--Kevin McLean, PhD Candidate
I looked at my calendar this morning and realized that it has now been over 7 weeks since I returned from my field season in Panama. Seeing as I was only gone for 12 weeks, I suppose it is about time that I stop telling people I am still “adjusting to being back.”
With that out of the way, on to the fieldwork update! I departed for Panama in mid-December to finish up the necessary training and do a bit of testing and tinkering for my dissertation research. A portion of my project will involve monitoring arboreal (tree-dwelling) mammals in the rainforest canopy using motion-sensitive cameras, or “camera traps.” While I’ve spent a fair amount of time learning how to use camera traps on the ground, setting them up 6-10 stories above the forest floor was a whole new challenge.
First on the agenda was learning how to actually get into the trees. I spent three weeks at the Institute for Tropical Ecology and Conservation (ITEC) taking a tree climbing course, which I sometimes refer to as “Canopy Access Techniques for Research” to sound unbelievably fancy. While three weeks may sound excessive, one of the many goals I set for myself while working on my dissertation was to not die, and my instructor Joe Maher played integral role in giving me the training necessary to succeed in that regard.

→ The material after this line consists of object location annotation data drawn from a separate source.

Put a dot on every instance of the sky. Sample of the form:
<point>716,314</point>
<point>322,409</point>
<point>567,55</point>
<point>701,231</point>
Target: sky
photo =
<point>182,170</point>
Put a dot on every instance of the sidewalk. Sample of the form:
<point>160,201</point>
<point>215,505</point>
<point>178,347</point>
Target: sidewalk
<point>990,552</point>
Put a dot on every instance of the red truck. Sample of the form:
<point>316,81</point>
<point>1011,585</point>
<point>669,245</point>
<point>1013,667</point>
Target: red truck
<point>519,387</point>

The next step was figuring out how to mount the cameras in the trees. I had a fair amount of help with this from Dr. Tremaine Gregory, who was kind enough to share the designs she used for her work in Peru. I put together a set of six mounts using a couple different designs that allowed me to monitor animals on pretty much any branch size or angle.
Once I got some initial troubleshooting out of the way, I was able to get some pretty great photos of the arboreal wildlife in Bocas del Toro. Some of the species that crossed the cameras included capuchin monkeys, green iguanas, woolly opossums, and climbing rats.
After about a month in Bocas I traveled to the Canal Zone to set up my cameras in the forests in the Barro Colorado Island Nature Monument. Dr. Stefan Schnitzer, the primary investigator for the Liana Ecology Project was kind enough to allow me to set up cameras on his research plots on the Gigante Peninsula.
I chose two trees on Gigante peninsula, one in a plot in which all the lianas had been removed, and another in a control plot. Once again it took a bit of fiddling to get things running smoothly, but after a several solid weeks I managed to get photos of more capuchins and woolly opossums, as well as some coatimundis, kinkajous, squirrels, and toucans.
I thankfully made it back to New Haven in one piece, where I will spend my time going through photos and working on the other pieces of my dissertation until I return to Panama January 2014.
Why do species occur where they do? How do we accurately predict their occurrence? These questions have inspired naturalists and scientists for many years. Accurate species occurrence information can be used to select protected areas, identify movement corridors, and develop successful management practices. The research I conduct at Mpala Research Centre in Laikipia, Kenya investigates how environmental conditions and spatial scale influence species occurrence patterns.
Both humans and animals are known to select resources at different spatial scales. For example, when choosing a city in which to live, I might consider weather patterns, local amenities, and job availability. When purchasing a home, I would want to know a house’s square footage, yard size, and safety. Animals respond to environmental conditions at different scales in similar ways. When selecting a home range, a bird might prioritize food resources, water availability, and nearby competitors. When selecting a nest site within a home range, ease of entry and shelter from predators may be more important. These habitat selection processes, combined across many individuals, determine a species’ local distribution.
The first step in studying scale-dependent occurrence patterns is to measure the scales where habitat selection takes place. One method uses movements made by individuals over long time periods. Places where animals move short distances and turn in many directions likely contain important resources like food; places where animals move long distances over short time periods might be dangerous or contain less food or water. Recent technological developments make it possible for very small GPS tags (less than 20 grams) to collect a precise GPS location every 20 minutes, and run for months on solar-powered batteries. During August – October 2012, my team attached GPS tags (built by the University of Konstanz, Germany) to six adult Von der Decken’s hornbills at Mpala. One tagged hornbill often flies by the research station and dining area, showing off his GPS “backpack.”
Movement data are collected by placing weatherproofed antennas, receivers, and memory units near where tagged birds roost at night (search www.movebank.org to see where tagged birds spend their time at Mpala Research Centre). After several months, we will collect enough movement data to identify important spatial scales for von Der Decken’s hornbills. Once these critical features are measured, we will build models that incorporate data on environmental conditions to understand how hornbills select habitat and resources across spatial scales. Measuring the scales that are important to different species will also help us understand how species coexist by splitting environmental resources. Together, a fuller understanding of scale dynamics and the detailed information collected by GPS tags will move us closer to understanding and predicting species occurrence patterns.